Investor climate group relaunches with looser rules but fewer US members
Published by Global Banking & Finance Review®
Posted on February 25, 2026
2 min readLast updated: February 25, 2026

Published by Global Banking & Finance Review®
Posted on February 25, 2026
2 min readLast updated: February 25, 2026

The Net Zero Asset Managers initiative relaunched with looser rules after a year-long pause, retaining 250+ members but fewer US signatories. It drops a 2050 mandate and interim targets, letting firms set and report goals independently.
By Simon Jessop
LONDON, Feb 25 (Reuters) - The Net Zero Asset Managers initiative re-launched on Wednesday with more than 250 members after a year-long suspension and with looser rules after a U.S. political backlash prompted BlackRock to leave the climate group.
The group's new membership statement, created following a six-month review, no longer has an explicit requirement for members to align their investment portfolios with net-zero by 2050, or a requirement to set shorter-term targets.
It followed attacks from some U.S. Republican politicians that membership of the group and others like it could breach antitrust rules, prompting BlackRock, the world's biggest manager, to leave in early 2025.
A further 32 U.S. firms then followed suit including Capital Group, JPMorgan Asset management and Franklin Templeton.
Despite the new, weaker rules, just 12 U.S. firms re-signed compared with 44 U.S. members at the time of the suspension.
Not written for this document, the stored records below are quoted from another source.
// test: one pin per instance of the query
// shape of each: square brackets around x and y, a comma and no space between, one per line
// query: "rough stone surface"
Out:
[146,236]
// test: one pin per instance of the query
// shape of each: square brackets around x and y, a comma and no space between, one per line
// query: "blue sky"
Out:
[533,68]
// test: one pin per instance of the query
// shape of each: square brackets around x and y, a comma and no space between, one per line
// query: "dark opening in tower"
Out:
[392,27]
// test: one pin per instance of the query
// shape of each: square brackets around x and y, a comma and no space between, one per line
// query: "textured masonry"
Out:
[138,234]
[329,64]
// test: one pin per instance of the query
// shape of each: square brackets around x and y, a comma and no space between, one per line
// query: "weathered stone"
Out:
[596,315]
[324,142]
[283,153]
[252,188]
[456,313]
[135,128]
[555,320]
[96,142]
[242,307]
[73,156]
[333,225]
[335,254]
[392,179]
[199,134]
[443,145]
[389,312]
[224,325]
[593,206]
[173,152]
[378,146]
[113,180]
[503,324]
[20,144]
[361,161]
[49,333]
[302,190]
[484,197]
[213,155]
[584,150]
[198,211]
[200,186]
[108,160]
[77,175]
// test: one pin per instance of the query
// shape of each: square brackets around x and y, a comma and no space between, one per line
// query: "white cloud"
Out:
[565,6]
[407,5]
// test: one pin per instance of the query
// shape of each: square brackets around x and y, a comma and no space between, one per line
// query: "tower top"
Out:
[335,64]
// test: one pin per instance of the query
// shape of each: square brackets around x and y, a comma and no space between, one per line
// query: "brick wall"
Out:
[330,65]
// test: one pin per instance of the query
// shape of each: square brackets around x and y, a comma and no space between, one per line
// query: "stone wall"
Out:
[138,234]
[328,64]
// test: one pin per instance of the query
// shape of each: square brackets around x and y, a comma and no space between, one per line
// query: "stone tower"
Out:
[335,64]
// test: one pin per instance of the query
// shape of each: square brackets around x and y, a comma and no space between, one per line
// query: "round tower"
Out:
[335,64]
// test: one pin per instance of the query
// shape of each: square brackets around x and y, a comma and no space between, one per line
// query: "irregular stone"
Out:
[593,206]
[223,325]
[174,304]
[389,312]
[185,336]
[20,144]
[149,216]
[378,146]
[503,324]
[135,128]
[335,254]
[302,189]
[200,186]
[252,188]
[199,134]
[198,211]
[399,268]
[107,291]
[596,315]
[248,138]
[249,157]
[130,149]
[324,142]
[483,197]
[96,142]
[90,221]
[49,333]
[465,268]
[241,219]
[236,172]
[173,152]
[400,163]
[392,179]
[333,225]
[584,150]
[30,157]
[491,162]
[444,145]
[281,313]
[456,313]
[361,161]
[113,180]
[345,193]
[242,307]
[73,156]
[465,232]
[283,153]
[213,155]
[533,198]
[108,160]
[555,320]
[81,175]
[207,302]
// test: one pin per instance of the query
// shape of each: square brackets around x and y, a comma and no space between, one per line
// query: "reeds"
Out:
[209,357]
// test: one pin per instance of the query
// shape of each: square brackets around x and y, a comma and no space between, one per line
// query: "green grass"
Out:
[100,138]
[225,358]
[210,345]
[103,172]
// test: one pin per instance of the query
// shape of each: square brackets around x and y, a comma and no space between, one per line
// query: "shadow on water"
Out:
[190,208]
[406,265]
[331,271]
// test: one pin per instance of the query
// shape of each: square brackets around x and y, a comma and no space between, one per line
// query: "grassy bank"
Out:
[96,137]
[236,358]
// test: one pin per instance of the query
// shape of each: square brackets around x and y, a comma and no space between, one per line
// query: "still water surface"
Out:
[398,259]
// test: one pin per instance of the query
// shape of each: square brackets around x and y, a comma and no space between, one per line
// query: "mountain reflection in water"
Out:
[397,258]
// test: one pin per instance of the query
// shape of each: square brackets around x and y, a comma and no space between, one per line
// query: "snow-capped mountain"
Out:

Others such as State Street Investment Management and Wellington Management re-signed but only for their European businesses.
Rebecca Mikula-Wright, Chair of NZAM's Steering Committee, said the scale of remaining support nevertheless sent a "strong signal to clients, regulators and other key stakeholders" that members were focused on managing the climate challenge.
"The strong participation in today's relaunch reflects the value NZAM signatories find in having a credible platform to demonstrate to their clients how they are addressing climate-related financial risks and capturing transition opportunities."
Under the new commitment statement, signatories would independently set targets and develop their own strategies as they look to reduce the climate-damaging emissions linked to their investments, and report annually on progress.
"The new statement reflects the evolution of climate investing from an original focus on decarbonising portfolios, towards a broader set of approaches that includes decarbonisation alongside transition investing, climate solutions, adaptation and resilience," said Dan Grandage, chief sustainable investment officer at Aberdeen Investments.
(Reporting by Simon Jessop; Editing by Tommy Reggiori Wilkes and Elaine Hardcastle)
The article covers the relaunch of the Net Zero Asset Managers initiative (NZAM) with looser rules, a return of 250+ members, and a notable decline in US participation.
Following a US political backlash and antitrust concerns that led major managers like BlackRock to exit, NZAM revised its commitment to be less prescriptive and more globally workable.
Signatories no longer must align portfolios to net zero by 2050 or set near-term targets. Instead, they set their own strategies and report progress annually.
Some large US managers exited. Others, such as State Street, re-signed only for European entities, reflecting differing regulatory and client expectations across regions.